My color use has become more intense over the last few years. I think I used to be afraid of how powerful color is, so I kept the work very toned down, with only small moments of intense color, that I wanted to be felt very strongly.
Untitled (Particle), 2007, acrylic, ink and collage on paper
In the recent Rock Garden series, there’s a small thrill just in how much sync there is between the subject and the painting process itself—each is a metaphor for a happy equilibrium for control and chance, for the exercise of will and the acceptance of physical circumstance. It makes me wonder when in the working process do these sorts of ideas come up? I’m assuming it all just falls into place, but at what point, and what sort of work does it take to get there?
This is a great response to the work. The ideas about landscape and metaphors for scientific or exterior content, like geology and gardening/garden design come from things I am interested in totally independently of my art practice. They filter into the work in ways I can’t really track or anticipate. Usually I spend time laboriously trying to force a metaphor to yield interesting work for awhile before things sync up. During these periods I make a lot of work that I hide or destroy. Then when it starts to make sense, it just does, and the work almost feels like it makes itself.
What are you looking lately? What are you listening to? What are you reading?
My tastes in art are always changing and new things are always being considered. I know what I like but it is hard to categorize it. I was introduced to Charles Burchfield’s painting last winter in New York and was absolutely taken. A perennial favorite painter is Yves Tanguy and I rediscovered Joan Miro recently, though I unfortunately missed the Miro show at MOMA. I look at a lot of contemporary art but the work that sticks with me is always semi-abstract modern painting. I have trouble picking certain things out of my filter and identifying them as really especially influential sometimes, but lots passes through and gets caught for moments here and there.
I’ve been reading Octavia Butler lately, the Earthseed books, and am in the middle of Doris Lessing’s Shikasta trilogy. I am a big Science fiction fan, but am very picky about what I like within that genre. I also like to read non-fiction about science, and particularly ones that tie it up with historical narratives. John McPhee’s Basin and Range and Rising from the Plains got me interested in Geology. I also read Michael Pollan’s Second Nature when I started thinking about the space of the garden. Before I spent 3 months at a residency in New Mexico last year I read Rebecca Solnit’s Savage Dreams: Landscape Wars of the American West, which strongly influenced the way I thought about being out there. I am not a big reader of theory but am very sympathetic to Deleuze and Guattari. A Thousand Plateaus is a book I was introduced to in graduate school and is one that I keep coming back to and rediscovering in new ways.

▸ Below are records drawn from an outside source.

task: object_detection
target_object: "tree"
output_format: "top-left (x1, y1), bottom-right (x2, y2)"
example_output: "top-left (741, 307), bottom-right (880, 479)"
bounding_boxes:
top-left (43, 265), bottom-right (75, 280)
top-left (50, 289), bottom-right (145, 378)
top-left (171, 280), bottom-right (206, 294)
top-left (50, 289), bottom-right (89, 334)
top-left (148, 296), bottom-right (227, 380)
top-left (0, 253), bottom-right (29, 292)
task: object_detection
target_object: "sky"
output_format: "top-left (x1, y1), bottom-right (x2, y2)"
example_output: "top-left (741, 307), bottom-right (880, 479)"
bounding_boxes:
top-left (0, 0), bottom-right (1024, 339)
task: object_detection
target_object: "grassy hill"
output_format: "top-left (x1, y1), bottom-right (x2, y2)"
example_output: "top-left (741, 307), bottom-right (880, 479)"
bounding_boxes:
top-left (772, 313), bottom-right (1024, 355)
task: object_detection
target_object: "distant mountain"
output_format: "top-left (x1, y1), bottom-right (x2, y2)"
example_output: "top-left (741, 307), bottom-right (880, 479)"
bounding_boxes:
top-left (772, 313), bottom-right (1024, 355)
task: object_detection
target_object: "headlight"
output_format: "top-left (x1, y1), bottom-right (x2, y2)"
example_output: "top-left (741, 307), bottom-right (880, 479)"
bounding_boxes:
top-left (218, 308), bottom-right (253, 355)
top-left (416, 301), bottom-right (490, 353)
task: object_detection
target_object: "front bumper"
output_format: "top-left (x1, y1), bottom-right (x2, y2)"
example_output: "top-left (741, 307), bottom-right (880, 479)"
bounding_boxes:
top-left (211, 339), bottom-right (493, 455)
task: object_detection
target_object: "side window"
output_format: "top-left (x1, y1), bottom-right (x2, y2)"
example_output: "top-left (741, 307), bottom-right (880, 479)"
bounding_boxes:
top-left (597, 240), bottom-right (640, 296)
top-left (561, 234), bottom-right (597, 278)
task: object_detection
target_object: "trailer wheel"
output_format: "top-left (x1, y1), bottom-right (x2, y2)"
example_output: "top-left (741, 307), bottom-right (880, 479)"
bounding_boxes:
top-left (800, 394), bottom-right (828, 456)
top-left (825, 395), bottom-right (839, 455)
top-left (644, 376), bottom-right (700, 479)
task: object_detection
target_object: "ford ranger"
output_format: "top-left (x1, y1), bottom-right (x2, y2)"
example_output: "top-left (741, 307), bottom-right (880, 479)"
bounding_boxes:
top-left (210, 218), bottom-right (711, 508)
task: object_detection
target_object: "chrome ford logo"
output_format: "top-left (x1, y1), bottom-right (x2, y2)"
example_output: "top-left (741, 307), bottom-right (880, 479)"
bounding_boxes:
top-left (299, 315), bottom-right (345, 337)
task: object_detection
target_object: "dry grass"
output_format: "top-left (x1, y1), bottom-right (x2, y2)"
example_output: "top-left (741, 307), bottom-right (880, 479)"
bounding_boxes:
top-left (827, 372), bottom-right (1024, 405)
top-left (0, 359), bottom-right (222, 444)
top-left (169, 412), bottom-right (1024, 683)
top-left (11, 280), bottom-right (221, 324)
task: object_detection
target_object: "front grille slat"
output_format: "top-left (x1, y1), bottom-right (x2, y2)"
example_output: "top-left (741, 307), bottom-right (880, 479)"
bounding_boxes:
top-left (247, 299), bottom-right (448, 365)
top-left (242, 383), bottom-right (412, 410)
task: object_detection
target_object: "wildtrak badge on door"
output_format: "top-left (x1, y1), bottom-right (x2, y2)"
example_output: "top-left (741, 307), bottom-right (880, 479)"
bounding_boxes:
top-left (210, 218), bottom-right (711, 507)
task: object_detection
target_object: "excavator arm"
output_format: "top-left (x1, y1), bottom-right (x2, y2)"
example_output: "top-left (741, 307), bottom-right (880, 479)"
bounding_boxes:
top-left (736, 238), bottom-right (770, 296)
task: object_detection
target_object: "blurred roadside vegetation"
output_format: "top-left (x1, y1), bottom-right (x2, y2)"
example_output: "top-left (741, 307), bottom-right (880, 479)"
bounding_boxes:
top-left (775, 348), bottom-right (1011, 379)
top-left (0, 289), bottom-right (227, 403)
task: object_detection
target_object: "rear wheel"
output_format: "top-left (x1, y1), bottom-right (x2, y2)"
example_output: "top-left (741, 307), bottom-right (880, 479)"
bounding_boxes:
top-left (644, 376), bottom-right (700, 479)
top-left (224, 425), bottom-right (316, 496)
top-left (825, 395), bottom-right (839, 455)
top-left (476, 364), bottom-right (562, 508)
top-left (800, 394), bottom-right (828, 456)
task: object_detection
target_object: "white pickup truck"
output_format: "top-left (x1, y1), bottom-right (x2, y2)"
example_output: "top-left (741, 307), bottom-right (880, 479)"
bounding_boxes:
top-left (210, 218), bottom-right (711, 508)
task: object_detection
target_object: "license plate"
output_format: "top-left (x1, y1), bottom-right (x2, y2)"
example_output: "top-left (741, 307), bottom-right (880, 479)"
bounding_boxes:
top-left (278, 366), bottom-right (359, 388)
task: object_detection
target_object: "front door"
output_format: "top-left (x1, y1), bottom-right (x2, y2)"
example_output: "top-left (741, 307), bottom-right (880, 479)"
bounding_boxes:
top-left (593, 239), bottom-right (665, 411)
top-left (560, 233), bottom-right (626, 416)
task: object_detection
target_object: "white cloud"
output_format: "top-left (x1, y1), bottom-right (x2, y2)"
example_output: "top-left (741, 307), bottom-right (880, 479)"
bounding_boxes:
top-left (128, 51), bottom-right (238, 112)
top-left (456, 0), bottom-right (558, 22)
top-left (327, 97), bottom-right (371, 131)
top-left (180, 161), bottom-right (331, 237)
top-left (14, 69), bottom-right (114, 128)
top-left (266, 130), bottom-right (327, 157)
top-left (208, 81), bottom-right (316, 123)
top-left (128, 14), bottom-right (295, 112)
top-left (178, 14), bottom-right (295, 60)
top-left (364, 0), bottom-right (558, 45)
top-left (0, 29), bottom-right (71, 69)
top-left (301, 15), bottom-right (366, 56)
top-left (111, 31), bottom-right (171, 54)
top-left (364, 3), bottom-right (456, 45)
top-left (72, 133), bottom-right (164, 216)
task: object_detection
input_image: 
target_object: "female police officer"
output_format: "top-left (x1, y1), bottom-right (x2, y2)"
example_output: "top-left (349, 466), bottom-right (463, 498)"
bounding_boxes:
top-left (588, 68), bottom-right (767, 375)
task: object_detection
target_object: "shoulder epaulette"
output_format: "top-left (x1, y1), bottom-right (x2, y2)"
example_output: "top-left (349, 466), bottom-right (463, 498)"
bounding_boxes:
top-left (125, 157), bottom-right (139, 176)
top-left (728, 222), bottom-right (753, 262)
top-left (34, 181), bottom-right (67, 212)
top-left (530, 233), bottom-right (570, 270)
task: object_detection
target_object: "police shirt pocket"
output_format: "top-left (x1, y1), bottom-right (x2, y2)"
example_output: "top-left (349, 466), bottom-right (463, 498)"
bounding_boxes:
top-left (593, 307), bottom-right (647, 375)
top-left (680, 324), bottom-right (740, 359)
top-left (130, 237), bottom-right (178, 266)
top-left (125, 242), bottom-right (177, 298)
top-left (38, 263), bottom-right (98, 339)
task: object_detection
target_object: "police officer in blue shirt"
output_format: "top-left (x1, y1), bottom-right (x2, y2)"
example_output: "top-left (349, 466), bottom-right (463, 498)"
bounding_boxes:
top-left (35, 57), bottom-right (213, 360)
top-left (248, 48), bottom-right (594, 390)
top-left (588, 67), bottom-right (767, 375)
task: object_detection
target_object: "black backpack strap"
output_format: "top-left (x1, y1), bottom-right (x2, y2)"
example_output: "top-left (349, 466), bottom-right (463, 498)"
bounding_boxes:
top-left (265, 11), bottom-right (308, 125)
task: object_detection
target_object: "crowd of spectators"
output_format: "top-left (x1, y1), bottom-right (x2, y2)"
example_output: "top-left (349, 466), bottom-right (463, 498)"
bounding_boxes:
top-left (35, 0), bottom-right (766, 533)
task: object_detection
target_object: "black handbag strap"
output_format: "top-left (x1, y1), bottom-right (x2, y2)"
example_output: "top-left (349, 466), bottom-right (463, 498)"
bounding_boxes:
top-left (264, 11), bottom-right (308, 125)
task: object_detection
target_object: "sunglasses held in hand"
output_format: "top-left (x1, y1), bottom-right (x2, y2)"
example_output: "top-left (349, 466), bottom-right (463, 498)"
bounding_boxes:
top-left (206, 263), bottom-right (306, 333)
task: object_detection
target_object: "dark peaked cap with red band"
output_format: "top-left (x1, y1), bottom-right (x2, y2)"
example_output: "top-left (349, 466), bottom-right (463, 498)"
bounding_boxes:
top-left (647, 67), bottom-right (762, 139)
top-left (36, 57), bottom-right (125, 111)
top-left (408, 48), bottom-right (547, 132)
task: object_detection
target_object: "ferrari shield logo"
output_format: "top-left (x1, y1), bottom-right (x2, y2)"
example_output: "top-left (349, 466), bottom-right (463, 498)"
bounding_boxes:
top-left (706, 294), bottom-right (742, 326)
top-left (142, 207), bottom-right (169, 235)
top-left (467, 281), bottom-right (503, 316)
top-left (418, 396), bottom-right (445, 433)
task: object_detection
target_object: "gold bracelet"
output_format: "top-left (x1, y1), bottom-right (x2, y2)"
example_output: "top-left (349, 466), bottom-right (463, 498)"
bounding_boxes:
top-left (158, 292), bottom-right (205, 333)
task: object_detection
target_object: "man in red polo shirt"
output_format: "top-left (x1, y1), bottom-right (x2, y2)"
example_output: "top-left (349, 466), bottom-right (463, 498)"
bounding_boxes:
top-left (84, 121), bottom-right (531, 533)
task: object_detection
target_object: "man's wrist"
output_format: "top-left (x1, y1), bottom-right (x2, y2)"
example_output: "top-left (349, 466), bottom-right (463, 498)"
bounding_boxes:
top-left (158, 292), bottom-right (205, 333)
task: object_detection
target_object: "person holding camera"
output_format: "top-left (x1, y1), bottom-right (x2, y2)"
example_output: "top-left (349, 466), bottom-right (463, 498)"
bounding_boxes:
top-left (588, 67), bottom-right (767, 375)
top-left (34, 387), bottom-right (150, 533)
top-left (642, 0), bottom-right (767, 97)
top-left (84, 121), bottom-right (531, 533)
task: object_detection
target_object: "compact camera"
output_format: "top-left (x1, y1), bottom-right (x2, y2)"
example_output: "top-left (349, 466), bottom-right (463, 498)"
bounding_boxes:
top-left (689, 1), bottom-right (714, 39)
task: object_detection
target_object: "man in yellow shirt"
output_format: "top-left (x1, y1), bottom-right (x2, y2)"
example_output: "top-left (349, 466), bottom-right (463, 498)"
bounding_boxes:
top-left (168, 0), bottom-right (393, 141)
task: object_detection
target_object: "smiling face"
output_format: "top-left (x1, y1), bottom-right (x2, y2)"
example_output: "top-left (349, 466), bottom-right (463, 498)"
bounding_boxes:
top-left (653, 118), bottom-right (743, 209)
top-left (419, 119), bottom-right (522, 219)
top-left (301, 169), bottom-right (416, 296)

That was great. Thanks so much, Melissa!
really nice interview Chris.
these paintings hum. i especially liked when she was describing her relationship to color nearly in terms of a kind of synesthesia. the ineffability of that sort of experience is oddly something that she seems able to make very available in these paintings.
Great interview. Love the work – especially the collages. I can relate so much to this artist it’s uncanny.
Melissa’s art is so creative and deep. I love it!